Because DOI has become the primary persistent identifier (PID) for datasets, DataCite now holds metadata for millions of datasets from thousands of repositories. Its open API was used to harvest the metadata of all registered datasets as of September 30, 2025, yielding 49,009,522 datasets from an estimated 17,306 repositories (identified via the publisher field, with case-insensitive matching applied).

Electron Microscopy Data Bank (EMDB)

To ensure the S-index pipelines are generalizable beyond DOI-based datasets, metadata from the Electron Microscopy Data Bank (EMDB) was also included. EMDB is a long-running, openly accessible international repository for three-dimensional electron microscopy density maps, including cryo-EM, electron tomography, and related volume imaging reconstructions. Datasets in EMDB are not assigned DOIs. Each dataset is identified only by an internal accession number in the format EMD-[4 or 5 digits].

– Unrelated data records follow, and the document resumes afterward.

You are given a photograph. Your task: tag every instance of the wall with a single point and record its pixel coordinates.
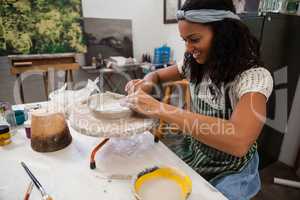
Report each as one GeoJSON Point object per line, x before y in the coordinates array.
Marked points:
{"type": "Point", "coordinates": [149, 31]}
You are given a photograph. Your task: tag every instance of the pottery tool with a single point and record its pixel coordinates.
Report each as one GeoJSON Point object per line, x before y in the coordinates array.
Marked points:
{"type": "Point", "coordinates": [29, 190]}
{"type": "Point", "coordinates": [36, 183]}
{"type": "Point", "coordinates": [288, 183]}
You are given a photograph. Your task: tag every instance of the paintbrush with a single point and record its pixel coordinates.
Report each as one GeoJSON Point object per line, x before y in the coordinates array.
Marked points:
{"type": "Point", "coordinates": [29, 190]}
{"type": "Point", "coordinates": [36, 183]}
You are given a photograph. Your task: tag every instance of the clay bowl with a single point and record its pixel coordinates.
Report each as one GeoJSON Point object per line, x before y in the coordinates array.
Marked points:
{"type": "Point", "coordinates": [107, 106]}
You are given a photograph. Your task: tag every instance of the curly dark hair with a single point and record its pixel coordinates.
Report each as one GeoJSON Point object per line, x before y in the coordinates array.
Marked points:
{"type": "Point", "coordinates": [234, 48]}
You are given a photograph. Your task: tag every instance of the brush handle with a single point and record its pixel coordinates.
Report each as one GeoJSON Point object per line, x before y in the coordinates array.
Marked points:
{"type": "Point", "coordinates": [47, 197]}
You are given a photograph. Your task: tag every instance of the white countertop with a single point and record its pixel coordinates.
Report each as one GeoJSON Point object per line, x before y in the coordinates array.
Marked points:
{"type": "Point", "coordinates": [66, 175]}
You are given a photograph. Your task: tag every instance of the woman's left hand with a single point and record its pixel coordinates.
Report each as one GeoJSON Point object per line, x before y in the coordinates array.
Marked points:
{"type": "Point", "coordinates": [142, 103]}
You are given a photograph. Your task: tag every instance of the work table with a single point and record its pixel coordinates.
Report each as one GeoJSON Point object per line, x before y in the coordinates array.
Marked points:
{"type": "Point", "coordinates": [66, 175]}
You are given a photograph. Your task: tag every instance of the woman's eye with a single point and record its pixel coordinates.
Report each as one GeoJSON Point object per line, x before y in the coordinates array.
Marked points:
{"type": "Point", "coordinates": [196, 40]}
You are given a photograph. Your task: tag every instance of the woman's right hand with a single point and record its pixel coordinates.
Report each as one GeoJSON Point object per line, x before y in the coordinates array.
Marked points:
{"type": "Point", "coordinates": [134, 85]}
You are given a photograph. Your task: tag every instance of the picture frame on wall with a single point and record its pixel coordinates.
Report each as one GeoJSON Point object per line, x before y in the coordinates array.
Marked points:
{"type": "Point", "coordinates": [170, 10]}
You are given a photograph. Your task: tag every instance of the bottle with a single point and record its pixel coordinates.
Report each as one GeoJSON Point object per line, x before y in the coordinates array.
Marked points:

EMDB was selected because of a high density of citations observed in the Make Data Count corpus (see Citations) and because it provides a convenient API for metadata harvesting. All datasets published on EMDB as of September 30, 2025 were harvested, yielding 51,645 datasets.

Summary

SourceDatasetsRepositories
DataCite49,009,52217,306
EMDB51,6451
Total49,061,16717,307

The combined corpus covers all large amount of research fields, all repository types (generalist, domain-specific, and institutional), publication years from 1950 to 2026, a wide range of data licenses and access types, and a broad variety of data types and formats.

Processing Notes

Metadata Processing

To make the metadata manageable in subsequent pipeline steps, a reduced version was produced for each dataset retaining only the fields relevant to S-index calculation:

  • Identifier
  • URL
  • Title
  • Publication year
  • Creator details (name, affiliation, identifiers)
  • Publisher
  • Description
  • Subjects / keywords

This slim metadata was saved in Newline Delimited JSON (NDJSON) format following the DataCite metadata schema v4.6. EMDB metadata was mapped to the same schema for consistency.

Identifier Normalization

All DOI identifiers were normalized to lowercase canonical form (e.g., 10.60775/fairhub.2) to ensure consistent matching when identifying citations and mentions. EMDB identifiers were kept in their standard EMD-[4 or 5 digits] format.

Publication Year Correction

A small number of DataCite datasets contained likely erroneous publication years (for example, dates in the 1400s or future dates beyond January 2026), most likely due to metadata entry errors at the time of deposit. For any dataset with a publication year outside the range 1950–January 2026, the DOI creation date was used as a fallback publication date.

Documentation written with assistance from Claude by Anthropic.